Yapılan araştırmalar, çekiç, tornavida gibi aletlerin hiç bırakılmadan elde tutulmasının birkaç dakika içerisinde el kaslarında yorgunluğa neden olduğunu gösteriyor. Robo-Eldiven üzerinde yapılan ilk testler, bu eldiveni takan kişinin eliyle daha uzun süre boyunca ve daha rahat bir tutuş sergilediğini gösterdi. Eldivenin kullanımı sayesinde, işçilerin sürekli tekrarlanan işlerden kaynaklanan kas ve organ rahatsızlıklarının azaltması amaçlanıyor.
Örneğin, basınç koruma giysisiyle uzay istasyonunun dışında çalışan bir astronot veya bir fabrikada çalışan bir montaj operatörü, çalışması esnasında bir aleti elinde tutmak için 15-20 pound kuvvet harcamak zorundayken, robot eldivenle harcanması gereken kuvvet 5 ila 10 pound’a düşebilecek.
GM Global Otomasyon Strateji ve İcra Departmanında Üretim Mühendisliği Müdürü Dana Komin, “Robo-Eldiven tam olarak geliştirildiğinde bir otomobil işçisinin uzun süre boyunca veya tekrara dayalı hareketlerle bir aleti tutması için ihtiyaç duyduğu kuvvet miktarını azaltma potansiyeline sahip” diyerek şunu ekliyor: “Böylece, sürekli tekrarlanan işlerden kaynaklanan kas ve organ rahatsızlıklarını azaltması bekleniyor.

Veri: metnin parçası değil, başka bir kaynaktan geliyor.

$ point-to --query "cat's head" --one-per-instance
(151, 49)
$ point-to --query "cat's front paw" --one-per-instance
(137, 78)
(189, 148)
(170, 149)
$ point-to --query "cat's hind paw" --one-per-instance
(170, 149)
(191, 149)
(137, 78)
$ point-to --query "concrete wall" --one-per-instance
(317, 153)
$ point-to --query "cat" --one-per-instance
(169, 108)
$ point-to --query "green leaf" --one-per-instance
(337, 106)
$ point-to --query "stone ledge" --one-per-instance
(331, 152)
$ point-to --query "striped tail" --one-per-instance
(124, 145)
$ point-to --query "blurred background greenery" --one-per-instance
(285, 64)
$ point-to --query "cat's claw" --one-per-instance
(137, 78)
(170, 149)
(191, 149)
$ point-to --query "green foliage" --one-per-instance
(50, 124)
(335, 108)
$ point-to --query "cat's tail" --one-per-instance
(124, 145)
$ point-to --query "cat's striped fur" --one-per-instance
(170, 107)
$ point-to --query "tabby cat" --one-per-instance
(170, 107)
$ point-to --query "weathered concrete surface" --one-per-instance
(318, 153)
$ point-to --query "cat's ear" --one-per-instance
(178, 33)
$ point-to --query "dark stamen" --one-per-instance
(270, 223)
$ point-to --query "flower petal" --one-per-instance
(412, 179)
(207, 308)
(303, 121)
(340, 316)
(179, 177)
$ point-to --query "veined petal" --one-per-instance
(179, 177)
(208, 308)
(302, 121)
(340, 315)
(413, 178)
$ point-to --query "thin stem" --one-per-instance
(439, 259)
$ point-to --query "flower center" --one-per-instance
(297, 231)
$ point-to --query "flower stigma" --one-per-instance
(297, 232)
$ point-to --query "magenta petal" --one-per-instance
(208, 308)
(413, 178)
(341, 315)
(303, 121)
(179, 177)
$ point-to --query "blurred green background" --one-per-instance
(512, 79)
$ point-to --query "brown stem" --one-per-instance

Devamlı olarak, işçiler tarafından kullanım sırasında güvenlik ve verimliliği artırmanın yollarını arıyoruz. Amacımız, bu teknolojiyi yakın gelecekte işçilerin kullanımına sunmak.”
NASA Johnson Uzay Merkezinde Mürettebat ve Termal Sistemler Departmanı Müdürü Trish Petete, “Bu prototip eldiven, uzay elbisesi ekibimin yeni fikirlere ulaşmasında umut verici fırsatlar sunmakta ve araç dışı faaliyetlerde el maharetinin ne kadar artırılabileceğine ilişkin geleneksel düşüncelere meydan okumaktadır” diyor.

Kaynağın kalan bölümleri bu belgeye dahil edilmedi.